Schematizer
What is it?
The Schematizer is a schema store service that tracks and manages all the schemas used in the Data Pipeline and provides features like automatic documentation support. We use Apache Avro to represent our schemas.
How to download
git clone git@github.com:Yelp/schematizer.git
Tests
Running unit tests
make -f Makefile-opensource test
Running unit integration tests
make -f Makefile-opensource itest
Setup and Configuration
- Create a mysql database for Schematizer Service::
CREATE DATABASE <db_name> DEFAULT CHARACTER SET utf8;
- Create MySQL tables in
<db_name>
database for Schematizer Service::
cat schema/tables/*.sql | mysql <db_name>
- Create a
topology.yaml
file
topology:
- cluster: <schematizer_cluster_name>
replica: master
entries:
- charset: utf8
use_unicode: true
host: <db_ip>
db: <db_name>
user: <db_user>
passwd: <db_password>
port: <db_port>
- In
config.yaml
assign values to the following configs::
schematizer_cluster: <schematizer_cluster_name>
topology_path: /path/to/topology.yaml
Usage
Use serviceinitd/schematizer.py
to start the Schematizer service.
Interactive directly with Schematizer Service.
Registering a schema::
curl -X POST --header 'Content-Type: application/json' --header 'Accept: text/plain' -d '{
"namespace": "test_namespace",
"source_owner_email": "test@test.com",
"source": "test_source",
"contains_pii": false,
"schema": "{\"type\":\"record\",\"namespace\":\"test_namespace\",\"source\":\"test_source\",\"name\":\"test_name\",\"doc\":\"test_doc\",\"fields\":[{\"type\":\"string\",\"doc\":\"test_doc1\",\"name\":\"key1\"},{\"type\":\"string\",\"doc\":\"test_doc2\",\"name\":\"key2\"}]}"

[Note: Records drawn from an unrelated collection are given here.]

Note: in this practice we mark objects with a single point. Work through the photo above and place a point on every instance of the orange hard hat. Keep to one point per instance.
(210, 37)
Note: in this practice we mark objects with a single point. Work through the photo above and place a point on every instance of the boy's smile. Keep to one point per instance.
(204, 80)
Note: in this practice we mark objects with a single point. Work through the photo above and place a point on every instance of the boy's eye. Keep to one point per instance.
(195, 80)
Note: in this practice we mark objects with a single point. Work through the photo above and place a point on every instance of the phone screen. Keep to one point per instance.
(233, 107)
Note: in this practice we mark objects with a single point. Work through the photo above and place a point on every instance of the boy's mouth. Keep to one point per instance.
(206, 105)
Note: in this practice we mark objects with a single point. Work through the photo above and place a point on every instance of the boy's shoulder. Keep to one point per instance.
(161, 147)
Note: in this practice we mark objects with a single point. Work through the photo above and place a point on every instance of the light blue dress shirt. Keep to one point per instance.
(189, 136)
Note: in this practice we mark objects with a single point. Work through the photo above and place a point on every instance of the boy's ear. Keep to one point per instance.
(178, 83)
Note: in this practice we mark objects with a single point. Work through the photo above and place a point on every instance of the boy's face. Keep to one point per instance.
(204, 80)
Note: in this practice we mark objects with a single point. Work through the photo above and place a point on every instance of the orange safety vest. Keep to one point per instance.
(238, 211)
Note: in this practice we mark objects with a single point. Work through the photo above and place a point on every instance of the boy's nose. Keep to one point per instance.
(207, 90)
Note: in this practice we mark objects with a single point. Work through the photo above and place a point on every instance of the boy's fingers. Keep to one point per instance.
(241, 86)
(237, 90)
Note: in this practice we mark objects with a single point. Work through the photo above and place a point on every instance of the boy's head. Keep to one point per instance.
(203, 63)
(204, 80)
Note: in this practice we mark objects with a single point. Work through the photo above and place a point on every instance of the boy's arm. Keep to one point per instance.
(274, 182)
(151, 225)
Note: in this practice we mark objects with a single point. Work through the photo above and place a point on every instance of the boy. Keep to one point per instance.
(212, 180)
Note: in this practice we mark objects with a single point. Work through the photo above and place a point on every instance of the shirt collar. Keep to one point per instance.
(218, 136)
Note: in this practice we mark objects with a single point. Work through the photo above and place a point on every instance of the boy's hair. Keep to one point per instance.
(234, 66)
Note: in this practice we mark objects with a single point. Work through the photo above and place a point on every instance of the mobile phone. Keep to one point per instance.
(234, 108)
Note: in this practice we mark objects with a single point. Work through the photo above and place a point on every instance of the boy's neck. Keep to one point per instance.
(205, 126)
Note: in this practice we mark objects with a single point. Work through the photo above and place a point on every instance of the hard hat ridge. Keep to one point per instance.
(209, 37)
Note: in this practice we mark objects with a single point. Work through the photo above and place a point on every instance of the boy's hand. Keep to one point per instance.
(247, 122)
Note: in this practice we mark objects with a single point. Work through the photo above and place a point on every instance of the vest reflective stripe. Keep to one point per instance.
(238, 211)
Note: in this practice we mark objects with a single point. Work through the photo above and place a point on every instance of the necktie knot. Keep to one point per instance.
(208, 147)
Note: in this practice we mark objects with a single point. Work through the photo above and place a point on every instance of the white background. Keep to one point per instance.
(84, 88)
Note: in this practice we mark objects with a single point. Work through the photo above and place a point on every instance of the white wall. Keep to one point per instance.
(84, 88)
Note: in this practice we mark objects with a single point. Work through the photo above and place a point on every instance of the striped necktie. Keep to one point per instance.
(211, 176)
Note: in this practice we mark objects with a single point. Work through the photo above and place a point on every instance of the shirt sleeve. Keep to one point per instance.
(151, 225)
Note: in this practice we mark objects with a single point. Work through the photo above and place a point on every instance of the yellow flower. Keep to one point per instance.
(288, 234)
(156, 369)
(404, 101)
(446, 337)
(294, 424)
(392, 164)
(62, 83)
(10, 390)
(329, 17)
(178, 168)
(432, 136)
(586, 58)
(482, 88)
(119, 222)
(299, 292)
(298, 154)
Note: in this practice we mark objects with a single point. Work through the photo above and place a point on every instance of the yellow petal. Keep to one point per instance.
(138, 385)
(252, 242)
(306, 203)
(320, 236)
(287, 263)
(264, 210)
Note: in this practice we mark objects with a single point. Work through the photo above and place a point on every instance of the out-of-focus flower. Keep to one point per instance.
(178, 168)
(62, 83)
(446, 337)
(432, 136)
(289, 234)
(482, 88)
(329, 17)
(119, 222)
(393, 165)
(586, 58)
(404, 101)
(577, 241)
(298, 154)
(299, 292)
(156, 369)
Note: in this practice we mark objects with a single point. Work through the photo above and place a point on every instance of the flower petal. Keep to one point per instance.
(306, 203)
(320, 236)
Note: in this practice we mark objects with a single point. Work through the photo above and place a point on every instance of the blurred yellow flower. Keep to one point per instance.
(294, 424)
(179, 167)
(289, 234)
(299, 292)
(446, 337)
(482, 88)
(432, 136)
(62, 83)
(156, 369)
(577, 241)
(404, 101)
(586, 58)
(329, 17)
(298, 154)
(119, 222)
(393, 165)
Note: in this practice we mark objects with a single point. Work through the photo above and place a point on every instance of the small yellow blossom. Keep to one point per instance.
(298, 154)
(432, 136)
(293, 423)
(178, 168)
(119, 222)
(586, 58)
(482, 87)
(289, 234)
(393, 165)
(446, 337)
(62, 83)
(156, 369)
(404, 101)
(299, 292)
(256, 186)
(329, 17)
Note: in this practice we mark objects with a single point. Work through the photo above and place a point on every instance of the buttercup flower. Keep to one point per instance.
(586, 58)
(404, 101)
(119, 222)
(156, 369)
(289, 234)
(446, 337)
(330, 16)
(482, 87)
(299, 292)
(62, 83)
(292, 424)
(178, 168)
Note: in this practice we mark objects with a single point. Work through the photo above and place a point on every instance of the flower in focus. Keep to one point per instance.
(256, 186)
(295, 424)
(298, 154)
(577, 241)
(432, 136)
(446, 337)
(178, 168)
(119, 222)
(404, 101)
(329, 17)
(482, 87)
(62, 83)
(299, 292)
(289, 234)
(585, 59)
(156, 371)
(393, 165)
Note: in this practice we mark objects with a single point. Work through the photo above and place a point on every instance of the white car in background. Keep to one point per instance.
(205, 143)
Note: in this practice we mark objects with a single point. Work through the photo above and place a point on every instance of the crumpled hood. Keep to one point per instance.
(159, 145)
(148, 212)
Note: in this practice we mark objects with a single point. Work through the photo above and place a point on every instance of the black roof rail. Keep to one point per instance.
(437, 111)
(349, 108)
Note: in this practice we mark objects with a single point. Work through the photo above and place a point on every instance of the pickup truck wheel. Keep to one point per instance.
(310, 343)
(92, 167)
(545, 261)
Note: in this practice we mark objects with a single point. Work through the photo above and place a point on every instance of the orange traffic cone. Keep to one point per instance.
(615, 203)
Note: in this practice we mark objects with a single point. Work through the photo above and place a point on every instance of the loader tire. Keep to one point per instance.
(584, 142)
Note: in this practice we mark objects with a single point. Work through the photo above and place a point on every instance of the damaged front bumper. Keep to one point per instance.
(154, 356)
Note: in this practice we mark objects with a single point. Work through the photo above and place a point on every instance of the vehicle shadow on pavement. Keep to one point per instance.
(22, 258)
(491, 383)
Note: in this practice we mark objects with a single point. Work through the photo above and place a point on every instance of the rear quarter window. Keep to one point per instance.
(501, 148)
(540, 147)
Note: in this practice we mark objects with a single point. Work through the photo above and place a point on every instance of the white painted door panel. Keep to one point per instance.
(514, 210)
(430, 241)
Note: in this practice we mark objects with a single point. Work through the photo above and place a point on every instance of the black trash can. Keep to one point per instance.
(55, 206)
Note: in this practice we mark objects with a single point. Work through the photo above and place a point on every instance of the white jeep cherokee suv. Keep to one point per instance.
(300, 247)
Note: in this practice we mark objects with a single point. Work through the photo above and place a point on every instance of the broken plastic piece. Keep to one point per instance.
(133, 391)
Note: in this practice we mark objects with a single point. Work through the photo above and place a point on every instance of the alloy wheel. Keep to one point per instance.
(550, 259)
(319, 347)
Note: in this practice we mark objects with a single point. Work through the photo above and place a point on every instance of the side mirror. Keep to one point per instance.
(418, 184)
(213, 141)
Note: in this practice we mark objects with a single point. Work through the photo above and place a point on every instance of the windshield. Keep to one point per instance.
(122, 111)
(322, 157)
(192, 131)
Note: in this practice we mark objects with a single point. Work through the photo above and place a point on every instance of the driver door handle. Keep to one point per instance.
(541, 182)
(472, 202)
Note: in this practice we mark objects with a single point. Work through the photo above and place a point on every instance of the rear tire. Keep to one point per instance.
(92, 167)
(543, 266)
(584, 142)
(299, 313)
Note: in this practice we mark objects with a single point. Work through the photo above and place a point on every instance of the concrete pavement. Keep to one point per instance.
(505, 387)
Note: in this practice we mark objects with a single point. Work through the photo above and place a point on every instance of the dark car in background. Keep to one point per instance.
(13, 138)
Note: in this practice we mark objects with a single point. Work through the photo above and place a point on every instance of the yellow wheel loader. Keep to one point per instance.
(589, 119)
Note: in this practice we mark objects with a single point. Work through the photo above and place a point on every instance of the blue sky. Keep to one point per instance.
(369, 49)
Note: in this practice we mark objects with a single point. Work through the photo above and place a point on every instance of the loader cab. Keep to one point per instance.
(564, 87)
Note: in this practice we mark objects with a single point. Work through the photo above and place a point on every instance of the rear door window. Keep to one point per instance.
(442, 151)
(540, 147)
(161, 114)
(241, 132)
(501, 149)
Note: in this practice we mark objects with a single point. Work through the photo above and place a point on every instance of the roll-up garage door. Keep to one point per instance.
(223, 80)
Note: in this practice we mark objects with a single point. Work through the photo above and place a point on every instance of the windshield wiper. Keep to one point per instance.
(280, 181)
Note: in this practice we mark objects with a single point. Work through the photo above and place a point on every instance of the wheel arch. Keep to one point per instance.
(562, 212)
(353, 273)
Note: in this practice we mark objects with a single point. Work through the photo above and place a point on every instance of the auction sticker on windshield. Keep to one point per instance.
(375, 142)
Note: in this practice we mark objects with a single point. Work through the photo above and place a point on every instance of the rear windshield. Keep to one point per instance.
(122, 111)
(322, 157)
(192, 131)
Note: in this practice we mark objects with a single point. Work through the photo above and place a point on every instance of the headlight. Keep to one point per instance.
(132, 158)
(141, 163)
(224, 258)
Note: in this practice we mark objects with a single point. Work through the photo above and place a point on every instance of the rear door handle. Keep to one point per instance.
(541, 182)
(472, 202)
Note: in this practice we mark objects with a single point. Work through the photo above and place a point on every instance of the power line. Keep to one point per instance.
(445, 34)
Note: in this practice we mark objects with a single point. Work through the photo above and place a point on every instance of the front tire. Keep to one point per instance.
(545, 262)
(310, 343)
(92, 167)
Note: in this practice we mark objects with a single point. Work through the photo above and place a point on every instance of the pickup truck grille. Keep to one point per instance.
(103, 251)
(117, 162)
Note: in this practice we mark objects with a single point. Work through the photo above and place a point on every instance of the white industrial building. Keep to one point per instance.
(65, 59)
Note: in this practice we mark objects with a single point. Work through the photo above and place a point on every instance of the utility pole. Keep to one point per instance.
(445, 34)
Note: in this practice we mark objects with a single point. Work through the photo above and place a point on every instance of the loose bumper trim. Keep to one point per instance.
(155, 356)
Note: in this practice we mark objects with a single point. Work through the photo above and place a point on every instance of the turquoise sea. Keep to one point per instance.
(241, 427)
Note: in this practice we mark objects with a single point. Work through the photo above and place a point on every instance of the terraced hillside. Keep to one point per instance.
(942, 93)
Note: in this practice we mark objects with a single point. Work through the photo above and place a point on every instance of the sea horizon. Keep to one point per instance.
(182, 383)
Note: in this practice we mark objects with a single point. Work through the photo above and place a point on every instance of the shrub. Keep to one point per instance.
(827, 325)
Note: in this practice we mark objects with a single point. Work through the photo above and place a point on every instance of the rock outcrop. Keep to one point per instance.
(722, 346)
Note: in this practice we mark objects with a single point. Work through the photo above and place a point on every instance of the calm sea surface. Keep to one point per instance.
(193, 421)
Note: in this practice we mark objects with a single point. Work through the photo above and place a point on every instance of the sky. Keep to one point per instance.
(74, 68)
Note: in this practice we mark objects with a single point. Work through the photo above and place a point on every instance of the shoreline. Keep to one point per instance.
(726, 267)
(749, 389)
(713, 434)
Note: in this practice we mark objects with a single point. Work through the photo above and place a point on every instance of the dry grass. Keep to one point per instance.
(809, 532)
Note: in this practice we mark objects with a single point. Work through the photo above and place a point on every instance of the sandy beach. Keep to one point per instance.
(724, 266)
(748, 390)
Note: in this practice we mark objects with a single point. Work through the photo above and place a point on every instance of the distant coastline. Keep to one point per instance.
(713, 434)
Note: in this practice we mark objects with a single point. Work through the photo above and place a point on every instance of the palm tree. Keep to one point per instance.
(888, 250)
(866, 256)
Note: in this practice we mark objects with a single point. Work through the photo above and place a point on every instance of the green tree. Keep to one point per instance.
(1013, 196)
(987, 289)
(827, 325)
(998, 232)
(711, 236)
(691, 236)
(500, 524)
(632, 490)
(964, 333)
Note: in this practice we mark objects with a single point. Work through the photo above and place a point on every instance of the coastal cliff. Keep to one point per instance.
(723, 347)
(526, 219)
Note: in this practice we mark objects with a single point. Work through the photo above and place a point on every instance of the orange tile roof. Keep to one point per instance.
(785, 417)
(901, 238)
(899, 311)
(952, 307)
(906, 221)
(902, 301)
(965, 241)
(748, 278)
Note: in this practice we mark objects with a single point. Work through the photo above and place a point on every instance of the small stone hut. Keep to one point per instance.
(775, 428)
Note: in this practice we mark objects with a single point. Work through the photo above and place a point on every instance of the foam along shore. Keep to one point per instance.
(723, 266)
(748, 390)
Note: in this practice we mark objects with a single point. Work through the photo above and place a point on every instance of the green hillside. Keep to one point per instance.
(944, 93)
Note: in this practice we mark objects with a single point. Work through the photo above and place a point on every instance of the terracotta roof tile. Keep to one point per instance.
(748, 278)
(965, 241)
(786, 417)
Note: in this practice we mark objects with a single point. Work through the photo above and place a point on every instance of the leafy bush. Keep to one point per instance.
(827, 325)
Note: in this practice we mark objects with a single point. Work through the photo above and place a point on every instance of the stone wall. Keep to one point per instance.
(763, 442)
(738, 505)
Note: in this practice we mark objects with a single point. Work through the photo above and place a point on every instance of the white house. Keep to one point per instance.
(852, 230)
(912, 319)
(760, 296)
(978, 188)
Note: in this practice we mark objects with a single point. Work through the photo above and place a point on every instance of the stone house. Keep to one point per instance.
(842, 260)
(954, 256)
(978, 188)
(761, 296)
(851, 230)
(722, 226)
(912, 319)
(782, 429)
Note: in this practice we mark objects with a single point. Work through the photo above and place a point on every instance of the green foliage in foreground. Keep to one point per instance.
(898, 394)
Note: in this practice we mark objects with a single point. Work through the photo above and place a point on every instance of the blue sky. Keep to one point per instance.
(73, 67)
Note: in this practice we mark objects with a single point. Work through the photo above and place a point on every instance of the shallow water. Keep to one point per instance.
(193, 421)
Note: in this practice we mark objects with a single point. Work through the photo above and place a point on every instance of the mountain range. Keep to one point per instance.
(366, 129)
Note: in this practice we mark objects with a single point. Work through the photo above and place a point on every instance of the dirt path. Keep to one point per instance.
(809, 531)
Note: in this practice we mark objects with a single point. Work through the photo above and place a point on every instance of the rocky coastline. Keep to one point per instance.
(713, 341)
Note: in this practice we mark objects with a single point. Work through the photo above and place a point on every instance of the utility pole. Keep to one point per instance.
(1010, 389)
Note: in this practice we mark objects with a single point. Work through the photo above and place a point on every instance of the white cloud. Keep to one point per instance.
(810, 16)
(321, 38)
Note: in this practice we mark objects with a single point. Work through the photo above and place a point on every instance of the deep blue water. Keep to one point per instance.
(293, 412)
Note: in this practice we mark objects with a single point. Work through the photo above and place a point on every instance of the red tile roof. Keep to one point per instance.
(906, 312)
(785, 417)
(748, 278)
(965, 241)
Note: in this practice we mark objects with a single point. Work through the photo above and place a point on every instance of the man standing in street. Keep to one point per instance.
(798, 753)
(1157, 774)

}' 'http://127.0.0.1:8888/v1/schemas/avro'
Getting Schema By ID::
curl -X GET --header 'Accept: text/plain' 'http://127.0.0.1:8888/v1/schemas/<schema_id>'
Interactive with Schematizer Service using Schematizer Client Lib.
Registering a schema::
from data_pipeline.schematizer_clientlib.schematizer import get_schematizer
test_avro_schema_json = {
"type": "record",
"namespace": "test_namespace",
"source": "test_source",
"name": "test_name",
"doc": "test_doc",
"fields": [
{"type": "string", "doc": "test_doc1", "name": "key1"},
{"type": "string", "doc": "test_doc2", "name": "key2"}
]
}
schema_info = get_schematizer().register_schema_from_schema_json(
namespace="test_namespace",
source="test_source",
schema_json=test_avro_schema_json,
source_owner_email="test@test.com",
contains_pii=False
)
Getting Schema By ID::
from data_pipeline.schematizer_clientlib.schematizer import get_schematizer
schema_info = get_schematizer().get_schema_by_id(
schema_id=schema_info.schema_id
)
Disclaimer
We're still in the process of setting up this service as a stand-alone. There may be additional work required to run a Schematizer instance and integrate with other applications.
License
Schematizer is licensed under the Apache License, Version 2.0: http://www.apache.org/licenses/LICENSE-2.0
Contributing
Everyone is encouraged to contribute to Schematizer by forking the Github repository and making a pull request or opening an issue.